3. Contre le chômage et la charge de travail insoutenable : la réduction collective du temps de travail
Le prétexte de la crise est partout utilisé pour revenir sur les conquêtes sociales du mouvement ouvrier. En Belgique, le principe du repos dominical a été attaqué dans les supermarchés. Mais si l’on veut s’en prendre au chômage et que tout le monde travaille, il ne faut pas augmenter la durée du temps de travail, il faut au contraire la diminuer. Avant la crise, FGTB et CSC ont chacun défendu le principe de la réduction collective du temps de travail sans perte de salaire et avec embauches compensatoires et la semaine des 30 heures. Il est temps de sortir des campagnes de sensibilisation et de passer à l’offensive !
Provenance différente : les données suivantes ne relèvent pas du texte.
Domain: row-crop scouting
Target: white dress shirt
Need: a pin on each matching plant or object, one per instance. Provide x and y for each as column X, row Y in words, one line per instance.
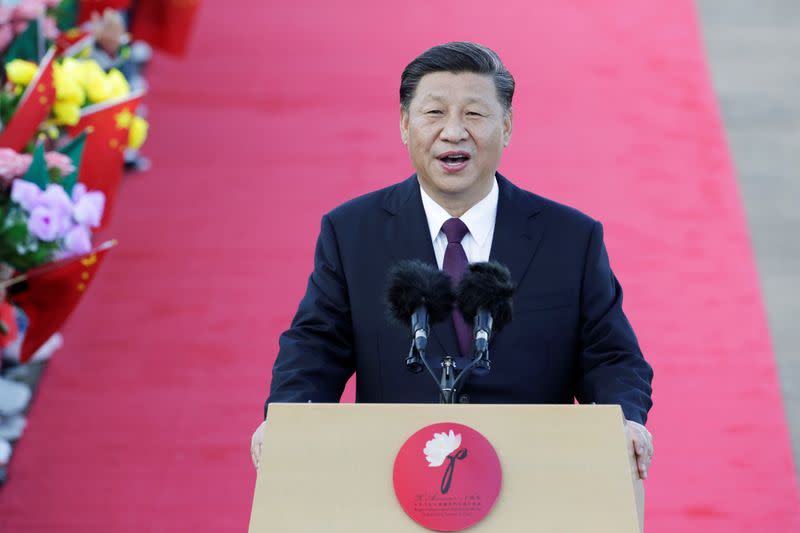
column 480, row 219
Cette vieille revendication du mouvement ouvrier s’impose non seulement concernant le chômage, mais aussi face à la crise sanitaire. Combien de parents ne sont-ils pas sur les genoux aujourd’hui après avoir dû gérer leurs enfants et le télétravail ?
4. Un plan radical d’investissements publics dans les soins de santé, l’enseignement, les transports en commun,…
Les enjeux titanesques de la crise historique actuelle ne peuvent être laissés à l’arbitraire des capitalistes et de leur personnel politique. Nous devons saisir les richesses des banques et les utiliser dans le cadre d’un plan d’investissements massifs dans les soins de santé, dans l’enseignement, dans les transports en commun,… L’épargne pourrait ainsi être mobilisée pour répondre aux besoins sociaux, y compris en terme de développement du secteur culturel et de celui des loisirs.
La revendication d’une ‘‘taxe des millionnaires’’ était déjà très populaire avant la crise. A l’occasion du Premier mai, le PTB en a proposé une nouvelle version sous la forme d’une ‘‘taxe corona’’ de 5% sur toutes les fortunes dépassant les 3 millions d’euros, soit 2% de la population belge. Le PSL soutient la lutte pour une fiscalité plus équitable mais prévient d’emblée : les capitalistes résisteront et s’organiseront, au besoin avec une fuite de capitaux (pour cela, les frontières ne seront pas fermées). D’autre part, cette taxe devrait rapporter 15 milliards d’euros, ce qui est très insuffisant pour répondre à la hauteur du défi. C’est pourquoi cette mesure doit à notre avis être immédiatement couplée à la nationalisation de la totalité du système bancaire ainsi qu’au non-paiement de la dette publique.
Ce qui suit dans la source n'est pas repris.